Cadell
Elizabeth Katherine Cadell
Elizabeth K. Cadell passed away peacefully at her home in Potomac, MD on September 28, 2023. She was four months shy of her 100th birthday. Liz was born in Green Bay, WI to the late Anthony and Myrtle Slupinski. She attended St. Joseph's Academy, Marquette University where she received her B.S. in Education and St. Mary's Hospital School where she received her R.N. The ten years that followed her graduation were spent as a Senior Faculty Member in pediatric nursing at Children's Hospital in Milwaukee. After moving to Phoenix, AZ, Liz spent two years at St. Joseph's Hospital School of Nursing where she helped design a graduate nursing education program for the Barrow Neurological Institute. While in Phoenix in 1957, Liz met and married Henry Cadell, her spouse of 66 years. After relocation moves to Westport, CT and Doylestown, PA, Liz and Hank settled in Potomac, MD. Their marriage was blessed with two beautiful daughters, Alison (Mrs. Robert Powell Avary) and Anne (Mrs. John Joseph Killeen, III). They survive her as do her two sons-in-law and her beloved five grandchildren: Katie, Jack and Patrick Killeen and Caroline and Catherine Avary. In the late 1970's, Liz sought a new challenge and embarked on a career in real estate.
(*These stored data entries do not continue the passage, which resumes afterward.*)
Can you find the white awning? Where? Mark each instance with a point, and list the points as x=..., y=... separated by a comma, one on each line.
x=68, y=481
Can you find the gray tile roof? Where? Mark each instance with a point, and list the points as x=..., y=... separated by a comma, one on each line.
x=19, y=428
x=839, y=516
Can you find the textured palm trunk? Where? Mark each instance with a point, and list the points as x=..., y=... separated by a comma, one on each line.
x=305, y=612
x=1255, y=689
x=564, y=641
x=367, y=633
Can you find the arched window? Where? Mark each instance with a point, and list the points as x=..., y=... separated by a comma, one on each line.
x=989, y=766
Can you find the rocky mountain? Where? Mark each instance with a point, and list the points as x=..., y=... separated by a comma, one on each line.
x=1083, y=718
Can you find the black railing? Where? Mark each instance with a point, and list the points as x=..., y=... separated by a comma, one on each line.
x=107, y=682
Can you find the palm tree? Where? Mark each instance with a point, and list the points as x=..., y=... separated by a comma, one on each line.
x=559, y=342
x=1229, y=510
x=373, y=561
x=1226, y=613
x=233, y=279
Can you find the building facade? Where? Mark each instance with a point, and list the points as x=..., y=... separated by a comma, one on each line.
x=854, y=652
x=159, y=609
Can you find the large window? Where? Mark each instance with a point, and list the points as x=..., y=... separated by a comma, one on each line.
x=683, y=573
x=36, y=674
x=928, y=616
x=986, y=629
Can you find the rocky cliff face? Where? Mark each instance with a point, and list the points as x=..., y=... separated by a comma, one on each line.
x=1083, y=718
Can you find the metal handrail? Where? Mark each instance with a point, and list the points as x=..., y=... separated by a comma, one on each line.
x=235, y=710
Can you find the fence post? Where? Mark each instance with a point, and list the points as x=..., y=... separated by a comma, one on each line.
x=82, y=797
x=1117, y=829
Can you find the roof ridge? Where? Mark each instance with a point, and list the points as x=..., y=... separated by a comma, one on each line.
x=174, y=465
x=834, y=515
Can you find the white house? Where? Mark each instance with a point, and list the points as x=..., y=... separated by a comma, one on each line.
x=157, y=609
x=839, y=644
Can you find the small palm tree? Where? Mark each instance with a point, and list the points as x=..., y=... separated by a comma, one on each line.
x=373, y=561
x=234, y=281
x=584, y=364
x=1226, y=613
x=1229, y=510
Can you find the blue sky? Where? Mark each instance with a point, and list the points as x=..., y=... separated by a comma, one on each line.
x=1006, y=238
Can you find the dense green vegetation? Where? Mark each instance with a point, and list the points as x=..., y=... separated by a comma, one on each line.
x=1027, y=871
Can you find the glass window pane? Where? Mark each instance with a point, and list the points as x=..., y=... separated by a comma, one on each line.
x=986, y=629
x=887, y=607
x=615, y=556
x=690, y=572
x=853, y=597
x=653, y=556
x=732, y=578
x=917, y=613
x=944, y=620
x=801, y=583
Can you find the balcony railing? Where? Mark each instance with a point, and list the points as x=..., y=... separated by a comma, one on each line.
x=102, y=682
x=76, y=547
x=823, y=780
She was a licensed real estate associate, where for seven consecutive years, Liz was a Top Ten Member of the Million Dollar Sales Club for both the District and the Montgomery County Board of Realtors. In 1978, Liz saw the possibilities for a burgeoning real estate market in Potomac, earned her Broker's license and, always a trailblazer, opened her own very successful firm, The Crossroads Realty. She later sold her firm to Sam Pardoe of Pardoe Real Estate. Liz stayed on as a Vice President of Pardoe Real Estate where she continued to be one of the pre-eminent Top Producing agents until she hung up her license at the age of 83. When she wasn't working, Liz enjoyed time at her beach house in Rehoboth Beach, DE soaking in the sun and reading a huge stack of books or snowbirding in her treasured second home of Scottsdale, AZ. Liz won't have a tombstone, but if she did, the epitaph would read, "She loved life and lived it to the fullest." In lieu of flowers, contributions may be made to the MAKE-A-WISH FOUNDATION. A mass of remembrance will be celebrated at a later date.

Published by The Washington Post from Oct. 13 to Oct. 14, 2023.